# High voltage, where is the power?

1. Apr 8, 2013

### ealbers

If I transmit 1000VAC at 1 amp, I can use a small 14 gauge wire with no issues, transferring 1000watts with little line loss.

If I transmit 1000Amps at 1 volt, I better use a large cable to move all those electrons, and will still have a large loss.

Ok, good with that....sort of.

Question, with the 1000Volts AC situation, how do so few electrons move so much power???, theres 1/1000th the number of electrons (1amp vs 1000 amps), yet they move the same amount of power (watts)??

Where is this power 'stored', and it seems awful efficient. It can\t be in the magnetic field, thats a function of the number of electrons, which is fewer!

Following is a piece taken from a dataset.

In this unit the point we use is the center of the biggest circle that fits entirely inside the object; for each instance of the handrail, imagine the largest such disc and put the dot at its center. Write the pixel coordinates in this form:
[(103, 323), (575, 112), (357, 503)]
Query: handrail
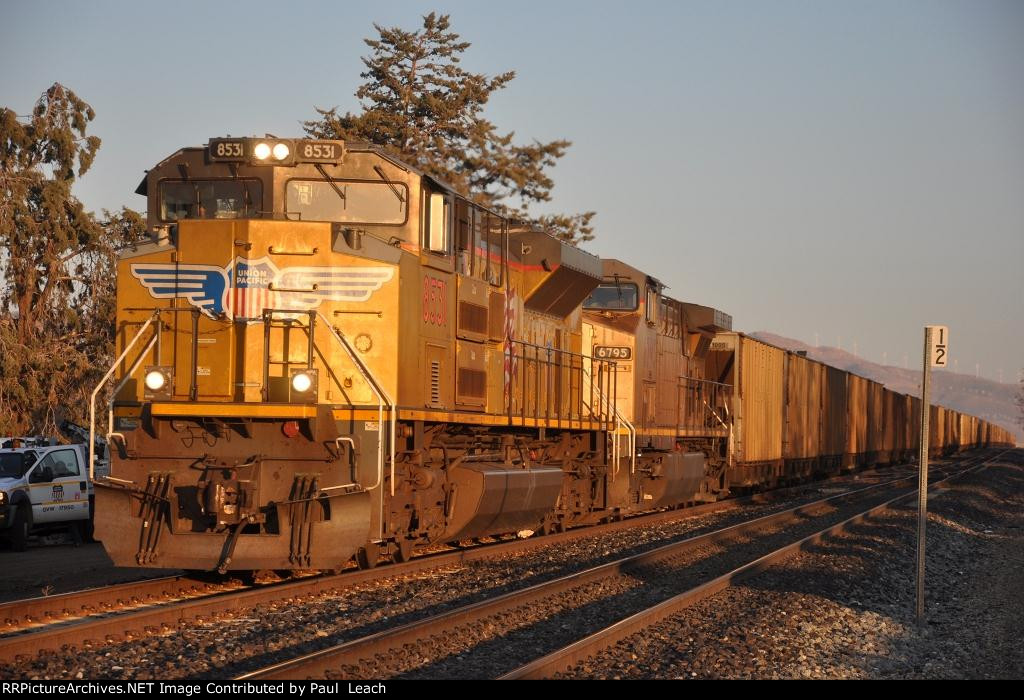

Then the next logical question is, how few electrons can I use, could I push ALL the power onto one tiny little electron? Force the voltage up and amperage down to a limit where num electrons==1??

2. Apr 8, 2013

### mrspeedybob

power = amps x volts.

It is true that in theory you could raise the voltage arbitrarily high and use an arbitrarily low current, and therefore an arbitrarily small conductor. The catch is that the higher the voltage the more insulation you need to keep it contained. I'm not sure how practical it would be to wrap a .01 mm stand of copper in a meter of insulation.

3. Apr 8, 2013

### Staff: Mentor

Though not an exact analogy, the water flow analogy works well here: voltage is like pressure and amperage like flow rate, so if you double the height of a hydro dam you can produce the same power with half the flow.

4. Apr 8, 2013

### DrZoidberg

That water analogy doesn't work perfectly though. If you raise the pressure in a pipe, all the water will experience a stronger force i.e. every water molecule will collide with other molecules more frequently. But in a thin wire carrying 1000V the electrons won't necessarily experience a greater force than in a thick wire carrying 1V. If you reduce the cross sectional area of a wire by a factor of 1000 it's resistance will be 1000 times larger. If you additionally also decrease the current 1000 times you end up with the same voltage dropping over the resistance of the wire. Same voltage and same wire length means the electric field strength inside the wire will be the same. So the electrons experience the exact same force. They also move at the same speed.
The solution to this is that the energy is not transferred by the electrons that are moving in the wire. It's the electric field that transmits the energy to the load at the other end of the wire. And that is 1000 times stronger at 1000V.

5. Apr 8, 2013

### Crazymechanic

Nicely explained Zoidberg , simple and true :)

6. Apr 8, 2013

### Staff: Mentor

As I stated and by definition, of course.
Yes.
I'm not an electrical engineer, but that doesn't sound right to me: voltage is electromotive force, so how can you not have a greater force if you have a greater voltage? That seems like a tautology to me.
Agreed.
It kinda sounds to me like you are mixing together voltage and voltage drop as well as pressure and pressure drop. The voltage drop along the wire isn't the same as the voltage carried by the wire, nor is the pressure in a pipe the same as the pressure drop along the pipe. If the voltage is equal, the electromotive force is equal even if the voltage drop along the wire is lower.
I'm not seeing a problem needing a solution, nor a difference between water and electricity here.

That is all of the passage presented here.